Between 1985 and 1995, Brumidi's frescoes were cleaned and conserved by professional conservators, including Bernard Rabin, Constance Silver, Catherine Myers, and Christiana Cunningham-Adams, to reveal his original compositions. Following careful study, the walls of the corridors are being gradually restored to their original colors and details. The pilot phase began in 1996. By 1999, the walls in the Patent Corridor were brought back to their 1850s appearance. Unstable plaster was consolidated to make it firm, layers of overpaint were painstakingly removed, mainly with sharp scalpels, and missing details were inpainted.

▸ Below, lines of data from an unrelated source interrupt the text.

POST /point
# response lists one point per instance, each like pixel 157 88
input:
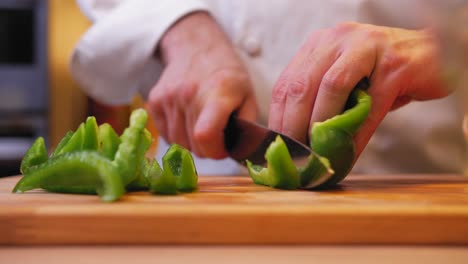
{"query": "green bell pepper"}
pixel 109 141
pixel 62 143
pixel 280 172
pixel 140 182
pixel 160 182
pixel 95 160
pixel 178 163
pixel 84 172
pixel 128 157
pixel 331 139
pixel 35 155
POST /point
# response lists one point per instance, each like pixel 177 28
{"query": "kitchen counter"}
pixel 365 209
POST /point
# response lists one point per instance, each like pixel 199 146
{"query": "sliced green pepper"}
pixel 128 158
pixel 75 143
pixel 62 143
pixel 109 141
pixel 333 138
pixel 95 160
pixel 91 135
pixel 159 181
pixel 140 182
pixel 35 155
pixel 280 172
pixel 79 172
pixel 178 163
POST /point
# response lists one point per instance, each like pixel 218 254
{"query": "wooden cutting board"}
pixel 384 209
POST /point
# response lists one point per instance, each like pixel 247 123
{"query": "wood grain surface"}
pixel 382 209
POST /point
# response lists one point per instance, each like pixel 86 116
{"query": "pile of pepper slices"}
pixel 95 160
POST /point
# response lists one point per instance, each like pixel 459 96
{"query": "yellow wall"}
pixel 67 103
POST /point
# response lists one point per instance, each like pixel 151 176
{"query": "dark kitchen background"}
pixel 37 95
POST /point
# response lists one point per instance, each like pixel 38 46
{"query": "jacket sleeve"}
pixel 115 59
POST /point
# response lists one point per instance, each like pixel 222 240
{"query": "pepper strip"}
pixel 109 141
pixel 35 155
pixel 178 163
pixel 280 172
pixel 141 181
pixel 127 157
pixel 62 143
pixel 75 143
pixel 333 138
pixel 159 181
pixel 78 172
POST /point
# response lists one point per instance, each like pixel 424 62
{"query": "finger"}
pixel 294 94
pixel 340 80
pixel 383 93
pixel 159 115
pixel 248 109
pixel 209 129
pixel 191 114
pixel 176 126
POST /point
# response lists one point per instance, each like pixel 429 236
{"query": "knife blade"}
pixel 245 140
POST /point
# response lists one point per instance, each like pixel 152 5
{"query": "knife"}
pixel 245 140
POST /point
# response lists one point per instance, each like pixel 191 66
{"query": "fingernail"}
pixel 465 127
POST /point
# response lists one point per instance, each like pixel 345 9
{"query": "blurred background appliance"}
pixel 23 79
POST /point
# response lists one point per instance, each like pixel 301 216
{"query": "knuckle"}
pixel 279 91
pixel 333 82
pixel 344 27
pixel 392 61
pixel 188 92
pixel 289 87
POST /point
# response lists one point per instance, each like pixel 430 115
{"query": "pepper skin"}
pixel 159 181
pixel 333 138
pixel 109 141
pixel 127 158
pixel 178 163
pixel 85 172
pixel 62 143
pixel 280 172
pixel 35 155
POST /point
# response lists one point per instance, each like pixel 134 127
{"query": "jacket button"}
pixel 252 46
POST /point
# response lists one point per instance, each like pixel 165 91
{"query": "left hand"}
pixel 402 65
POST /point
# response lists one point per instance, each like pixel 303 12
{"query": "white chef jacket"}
pixel 114 60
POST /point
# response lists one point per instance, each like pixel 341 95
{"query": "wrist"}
pixel 192 33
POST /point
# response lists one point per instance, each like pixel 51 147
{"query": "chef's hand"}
pixel 402 66
pixel 203 82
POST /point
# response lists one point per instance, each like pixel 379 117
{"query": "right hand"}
pixel 204 81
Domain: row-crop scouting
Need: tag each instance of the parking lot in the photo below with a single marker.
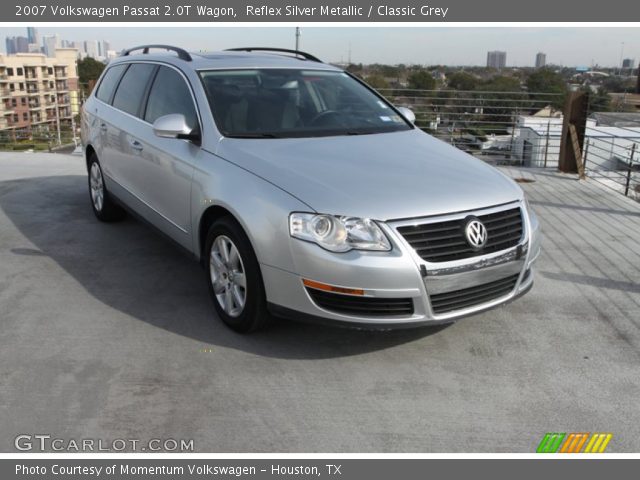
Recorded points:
(107, 331)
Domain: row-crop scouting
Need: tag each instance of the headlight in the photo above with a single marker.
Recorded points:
(338, 234)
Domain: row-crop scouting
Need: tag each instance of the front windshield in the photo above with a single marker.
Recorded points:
(281, 103)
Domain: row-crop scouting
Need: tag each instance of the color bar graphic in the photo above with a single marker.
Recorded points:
(573, 442)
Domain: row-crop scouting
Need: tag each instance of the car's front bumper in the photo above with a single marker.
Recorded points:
(400, 274)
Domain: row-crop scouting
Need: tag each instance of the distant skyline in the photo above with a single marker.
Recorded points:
(466, 46)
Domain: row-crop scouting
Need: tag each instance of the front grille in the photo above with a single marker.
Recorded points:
(445, 241)
(468, 297)
(362, 306)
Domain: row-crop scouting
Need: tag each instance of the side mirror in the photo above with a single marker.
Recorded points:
(173, 125)
(407, 114)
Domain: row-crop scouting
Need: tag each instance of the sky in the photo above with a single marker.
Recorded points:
(569, 46)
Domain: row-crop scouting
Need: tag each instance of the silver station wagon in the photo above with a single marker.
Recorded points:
(303, 192)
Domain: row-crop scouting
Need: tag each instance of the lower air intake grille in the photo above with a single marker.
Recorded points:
(468, 297)
(362, 306)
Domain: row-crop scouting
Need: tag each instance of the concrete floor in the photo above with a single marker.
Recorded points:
(107, 331)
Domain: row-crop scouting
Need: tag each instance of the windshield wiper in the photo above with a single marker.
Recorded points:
(358, 133)
(254, 135)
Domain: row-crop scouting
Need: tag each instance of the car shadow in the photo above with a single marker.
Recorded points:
(130, 267)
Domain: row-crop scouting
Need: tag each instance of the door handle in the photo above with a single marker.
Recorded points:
(136, 145)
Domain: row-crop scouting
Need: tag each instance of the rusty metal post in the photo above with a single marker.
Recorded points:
(546, 145)
(629, 169)
(575, 113)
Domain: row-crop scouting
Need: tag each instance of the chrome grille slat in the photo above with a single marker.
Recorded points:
(445, 241)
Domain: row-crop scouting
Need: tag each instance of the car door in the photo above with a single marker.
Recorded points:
(166, 164)
(124, 124)
(104, 133)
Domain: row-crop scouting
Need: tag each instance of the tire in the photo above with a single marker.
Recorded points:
(105, 209)
(234, 278)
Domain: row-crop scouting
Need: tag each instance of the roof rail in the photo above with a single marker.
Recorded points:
(305, 55)
(182, 54)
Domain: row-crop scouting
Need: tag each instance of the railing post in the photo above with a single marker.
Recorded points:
(629, 168)
(575, 113)
(586, 153)
(546, 144)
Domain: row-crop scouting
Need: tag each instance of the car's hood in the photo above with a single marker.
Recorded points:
(382, 176)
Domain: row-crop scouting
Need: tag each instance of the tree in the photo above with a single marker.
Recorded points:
(462, 81)
(421, 80)
(501, 106)
(89, 69)
(377, 81)
(546, 81)
(500, 83)
(599, 101)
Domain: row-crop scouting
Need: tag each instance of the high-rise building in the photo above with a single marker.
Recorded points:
(38, 91)
(50, 44)
(91, 48)
(17, 45)
(106, 46)
(496, 59)
(32, 35)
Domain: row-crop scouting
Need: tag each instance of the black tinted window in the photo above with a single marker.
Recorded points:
(109, 83)
(170, 94)
(131, 89)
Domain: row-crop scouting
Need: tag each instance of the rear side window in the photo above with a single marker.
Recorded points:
(170, 94)
(131, 89)
(109, 83)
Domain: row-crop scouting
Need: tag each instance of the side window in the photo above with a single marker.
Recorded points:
(130, 92)
(170, 94)
(109, 83)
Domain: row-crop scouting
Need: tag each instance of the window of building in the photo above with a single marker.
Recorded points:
(130, 92)
(170, 94)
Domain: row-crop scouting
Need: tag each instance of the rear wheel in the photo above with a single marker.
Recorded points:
(103, 206)
(234, 278)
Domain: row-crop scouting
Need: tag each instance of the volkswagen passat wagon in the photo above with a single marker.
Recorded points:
(304, 193)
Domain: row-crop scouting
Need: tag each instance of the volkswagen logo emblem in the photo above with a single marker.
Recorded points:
(476, 233)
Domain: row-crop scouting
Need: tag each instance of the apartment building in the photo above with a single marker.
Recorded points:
(37, 92)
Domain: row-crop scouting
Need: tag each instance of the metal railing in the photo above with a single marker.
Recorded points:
(500, 127)
(611, 151)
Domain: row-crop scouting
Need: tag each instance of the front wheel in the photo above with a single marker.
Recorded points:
(234, 278)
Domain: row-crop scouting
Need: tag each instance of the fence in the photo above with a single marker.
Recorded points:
(611, 151)
(501, 127)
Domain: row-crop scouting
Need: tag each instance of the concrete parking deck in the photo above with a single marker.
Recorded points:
(107, 331)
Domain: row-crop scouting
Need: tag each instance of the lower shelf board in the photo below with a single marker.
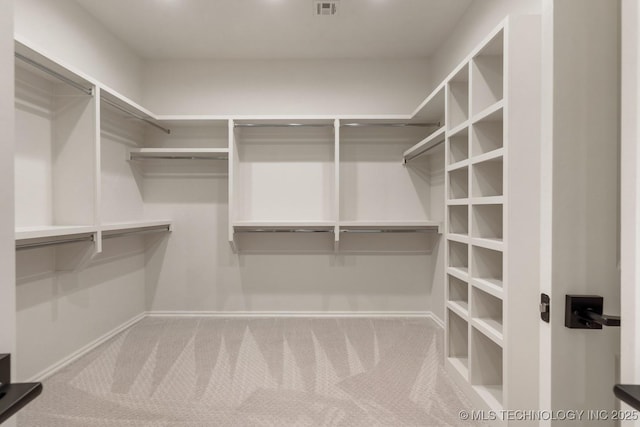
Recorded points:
(490, 286)
(461, 273)
(491, 394)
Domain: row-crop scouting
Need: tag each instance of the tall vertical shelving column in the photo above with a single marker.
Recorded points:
(481, 325)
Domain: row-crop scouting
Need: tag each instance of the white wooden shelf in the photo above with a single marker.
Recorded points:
(490, 286)
(488, 243)
(492, 394)
(130, 108)
(488, 157)
(256, 226)
(460, 238)
(53, 231)
(492, 200)
(179, 153)
(461, 273)
(134, 225)
(432, 108)
(391, 225)
(458, 129)
(458, 202)
(491, 328)
(426, 144)
(491, 113)
(458, 165)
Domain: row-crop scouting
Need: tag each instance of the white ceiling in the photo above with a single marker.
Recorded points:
(260, 29)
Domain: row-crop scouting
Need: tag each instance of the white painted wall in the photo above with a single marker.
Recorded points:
(582, 120)
(69, 34)
(7, 251)
(389, 86)
(60, 312)
(630, 195)
(479, 19)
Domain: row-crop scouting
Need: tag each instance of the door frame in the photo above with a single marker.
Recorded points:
(630, 194)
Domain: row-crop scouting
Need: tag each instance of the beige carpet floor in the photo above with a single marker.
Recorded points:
(257, 372)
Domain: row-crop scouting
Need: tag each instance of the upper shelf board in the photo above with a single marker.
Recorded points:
(179, 153)
(28, 57)
(23, 233)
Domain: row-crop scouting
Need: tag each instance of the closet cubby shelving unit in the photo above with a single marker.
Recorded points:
(480, 130)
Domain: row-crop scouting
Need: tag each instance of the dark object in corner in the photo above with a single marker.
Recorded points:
(14, 397)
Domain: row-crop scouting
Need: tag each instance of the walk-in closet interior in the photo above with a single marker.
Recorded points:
(195, 181)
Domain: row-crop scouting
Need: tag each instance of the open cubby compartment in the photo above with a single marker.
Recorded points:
(284, 174)
(459, 255)
(458, 341)
(487, 178)
(459, 219)
(488, 309)
(458, 98)
(487, 221)
(487, 135)
(55, 153)
(458, 291)
(459, 183)
(487, 265)
(459, 146)
(486, 368)
(487, 75)
(374, 185)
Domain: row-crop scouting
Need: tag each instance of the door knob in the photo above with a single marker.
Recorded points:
(585, 312)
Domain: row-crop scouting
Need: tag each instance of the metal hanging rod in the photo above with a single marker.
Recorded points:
(377, 230)
(136, 156)
(88, 91)
(393, 125)
(43, 244)
(284, 230)
(136, 116)
(163, 229)
(408, 159)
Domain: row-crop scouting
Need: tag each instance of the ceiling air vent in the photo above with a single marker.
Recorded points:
(325, 8)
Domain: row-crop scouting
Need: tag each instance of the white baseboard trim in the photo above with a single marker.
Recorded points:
(300, 314)
(46, 373)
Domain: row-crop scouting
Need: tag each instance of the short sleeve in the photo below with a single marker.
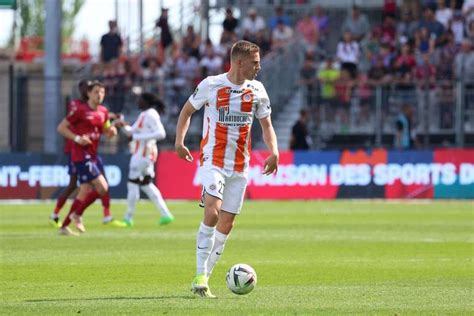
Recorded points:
(200, 96)
(263, 107)
(74, 113)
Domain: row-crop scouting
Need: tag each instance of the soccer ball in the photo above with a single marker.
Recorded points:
(241, 279)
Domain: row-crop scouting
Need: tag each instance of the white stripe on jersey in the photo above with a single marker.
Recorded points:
(228, 117)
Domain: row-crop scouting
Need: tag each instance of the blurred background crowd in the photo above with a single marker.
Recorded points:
(338, 76)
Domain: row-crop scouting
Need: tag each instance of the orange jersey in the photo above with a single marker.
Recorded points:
(228, 116)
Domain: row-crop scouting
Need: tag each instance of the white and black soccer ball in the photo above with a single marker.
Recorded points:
(241, 279)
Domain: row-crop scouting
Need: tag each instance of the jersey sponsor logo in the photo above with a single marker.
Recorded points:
(227, 119)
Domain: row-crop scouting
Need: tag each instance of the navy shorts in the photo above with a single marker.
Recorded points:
(89, 169)
(71, 167)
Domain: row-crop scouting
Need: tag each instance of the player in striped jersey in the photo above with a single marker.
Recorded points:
(143, 135)
(230, 102)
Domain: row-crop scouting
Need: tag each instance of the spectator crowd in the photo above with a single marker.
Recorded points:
(414, 51)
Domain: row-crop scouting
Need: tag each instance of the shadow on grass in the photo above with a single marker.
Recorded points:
(114, 298)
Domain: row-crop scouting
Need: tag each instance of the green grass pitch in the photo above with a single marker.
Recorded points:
(334, 257)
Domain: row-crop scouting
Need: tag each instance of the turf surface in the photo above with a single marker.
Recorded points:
(337, 257)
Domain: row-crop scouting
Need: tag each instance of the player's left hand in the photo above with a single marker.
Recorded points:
(271, 165)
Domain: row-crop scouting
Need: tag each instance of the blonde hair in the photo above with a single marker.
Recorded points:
(243, 48)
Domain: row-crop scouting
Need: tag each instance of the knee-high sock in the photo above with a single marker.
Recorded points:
(204, 244)
(88, 200)
(106, 204)
(217, 250)
(59, 204)
(155, 196)
(76, 205)
(133, 195)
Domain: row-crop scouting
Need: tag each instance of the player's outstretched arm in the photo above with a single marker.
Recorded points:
(269, 137)
(181, 129)
(65, 131)
(110, 130)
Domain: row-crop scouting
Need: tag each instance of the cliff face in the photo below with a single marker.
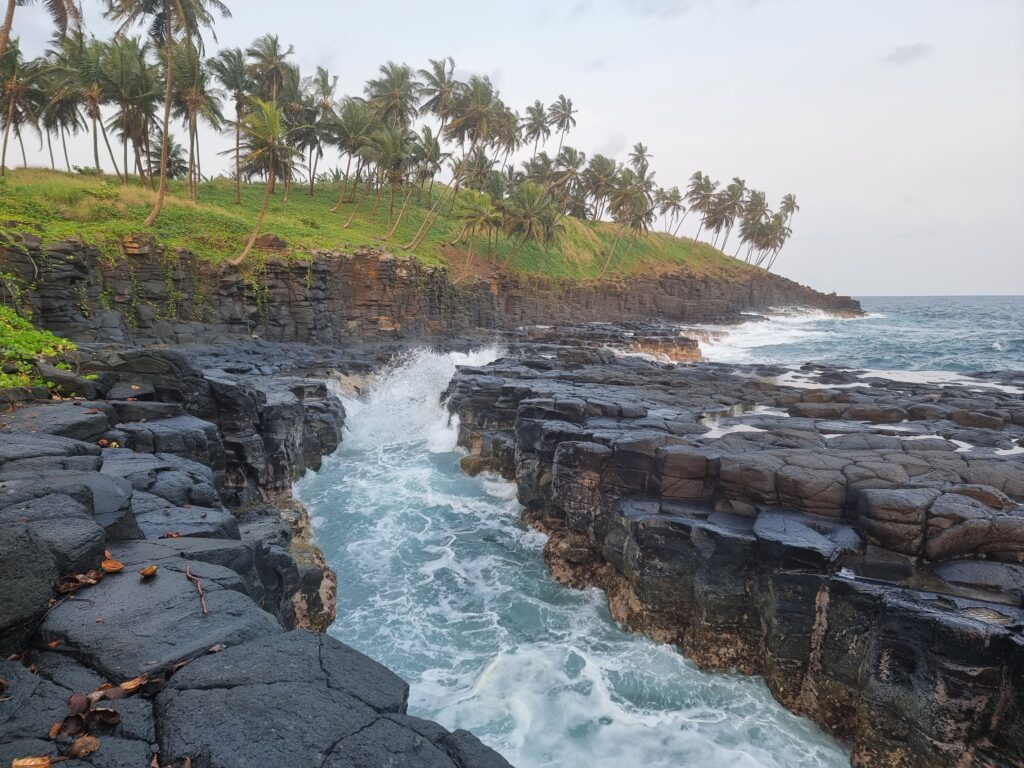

Although a clear protective coating is being applied to the restored murals, they are extremely vulnerable to damage, and care must be taken to make sure that they are not touched or bumped. The plain sandstone-colored borders and illusionistic shadows around the panels are being replicated to match small uncovered areas of the original. Conservation of the murals continues in the north corridor. No two panels are exactly alike, and new details and delicate colors are coming to light as the murky overpaint is removed.

The ornate bronze railing of the stairways used by senators at either end of the north corridor are composed of cherubs, eagles, and deer entwined in leafy rinceaux that echo the wall decoration. They were designed by Brumidi, sculpted by Edmond Baudin, and cast in Philadelphia by Archer, Warner, Miskey & Co. in 1858 and 1859. Cleaning and conservation in 1988 have restored their original antique bronze patina.

The ornately patterned and colored tile floors were manufactured by Minton, Hollins & Company in England. They were installed throughout the new extensions between 1856 and 1861. The encaustic tile, made of inlaid colored clays, was chosen for its beauty, durability, and rich design, which complement the painted decoration of the corridors.